Legislative employees who work for the House and Senate have been invited to attend a roughly two-hour training class in early September at a nearby state building in Des Moines. Staffers at the nonpartisan Legislative Services Agency, which reviews proposed policy and is housed at the Capitol, have also been invited. An agency spokesman said some of those employees have already received such training.

Staff members for Republican Gov. Kim Reynolds, who also work in the building, got the training in July, according to press secretary Brenna Smith.

A document distributed to legislative staff ahead of the training reads, “The participant will learn strategies for identifying and handling concerning behavior in colleagues as well as response options to increase survivability of active armed encounters.” It was developed by the Iowa Department of Public Safety, which will lead the voluntary training for free with a handful of law enforcement officials.

Staff leaders for both Republican-controlled chambers requested the training about a month ago, though discussion has been ongoing for months, according to Ed Failor, a Senate Republican spokesman.
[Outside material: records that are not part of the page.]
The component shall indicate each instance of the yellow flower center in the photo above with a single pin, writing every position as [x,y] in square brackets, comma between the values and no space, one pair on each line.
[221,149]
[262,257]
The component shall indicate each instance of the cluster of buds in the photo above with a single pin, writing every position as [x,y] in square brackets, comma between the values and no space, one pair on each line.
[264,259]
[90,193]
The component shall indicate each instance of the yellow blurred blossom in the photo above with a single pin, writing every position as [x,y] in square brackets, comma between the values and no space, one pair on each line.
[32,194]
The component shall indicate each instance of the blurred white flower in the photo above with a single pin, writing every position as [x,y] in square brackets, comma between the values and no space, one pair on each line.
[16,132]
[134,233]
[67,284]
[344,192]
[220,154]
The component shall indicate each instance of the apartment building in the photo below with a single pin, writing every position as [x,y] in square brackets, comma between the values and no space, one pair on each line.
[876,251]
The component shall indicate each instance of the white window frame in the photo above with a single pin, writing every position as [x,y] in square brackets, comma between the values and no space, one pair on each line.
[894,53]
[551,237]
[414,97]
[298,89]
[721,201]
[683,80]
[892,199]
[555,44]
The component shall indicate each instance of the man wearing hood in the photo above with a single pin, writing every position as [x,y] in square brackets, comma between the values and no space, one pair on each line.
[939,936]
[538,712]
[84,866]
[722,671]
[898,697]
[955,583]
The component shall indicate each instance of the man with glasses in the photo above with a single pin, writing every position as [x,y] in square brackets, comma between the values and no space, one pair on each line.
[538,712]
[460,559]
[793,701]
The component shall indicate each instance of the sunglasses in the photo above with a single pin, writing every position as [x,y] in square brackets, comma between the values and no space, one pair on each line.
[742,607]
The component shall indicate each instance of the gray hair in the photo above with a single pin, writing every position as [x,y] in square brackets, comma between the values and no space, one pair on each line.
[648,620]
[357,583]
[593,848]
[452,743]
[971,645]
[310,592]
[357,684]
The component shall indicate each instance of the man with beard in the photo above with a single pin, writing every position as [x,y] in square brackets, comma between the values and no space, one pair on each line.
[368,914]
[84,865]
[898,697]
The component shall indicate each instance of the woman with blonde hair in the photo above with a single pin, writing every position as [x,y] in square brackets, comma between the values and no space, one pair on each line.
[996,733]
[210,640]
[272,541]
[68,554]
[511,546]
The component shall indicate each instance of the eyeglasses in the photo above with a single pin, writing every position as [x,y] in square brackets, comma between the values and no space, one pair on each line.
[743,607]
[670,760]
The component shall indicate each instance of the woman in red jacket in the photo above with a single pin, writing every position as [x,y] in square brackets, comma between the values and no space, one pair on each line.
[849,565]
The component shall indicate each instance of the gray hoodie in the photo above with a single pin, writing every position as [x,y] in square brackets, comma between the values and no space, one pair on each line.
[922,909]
He said the new law that allows concealed handguns inside the Capitol is not the motivation for the training.

“There’s no downside in people being prepared,” he said, noting shootings around the country.

Capt. Mark Logsdon, who oversees security at the Capitol, said the training will teach employees how to respond within their workspace during a shooting or other potentially violent situation. He agreed that the gun law wasn’t the impetus for the training but acknowledged it had become part of the conversation.

“I think if nothing else, it might have maybe spurred people to say, ‘Hey, you know what? We live in a whole different age. We need to do what we can to make sure that we safeguard ourselves,'” he said.

Logsdon pointed out that other state employees in nearby buildings have received similar active shooter training in recent months. He said state lawmakers and their clerks, both of whom work at the Capitol during the first few months of the year, are not expected to receive the training for now.

Smith, from Reynolds’ office, reiterated that such training is routine for state government employees whose departments request it. She said in an email that Reynolds’ staff received the training after an employee recommended it, noting, “the employee thought it would be valuable for the governor’s office as a number of employees are new, and we wanted everyone to be on the same page.”

The gun law, which took effect July 1, allows U.S. residents with valid weapons permits to bring a concealed handgun into the Iowa Capitol. Visitors enter through metal detectors at the building’s two basement entrances, which are staffed by unarmed security guards. Armed state troopers also staff the Capitol and building grounds at different times, though their locations and hours aren’t disclosed.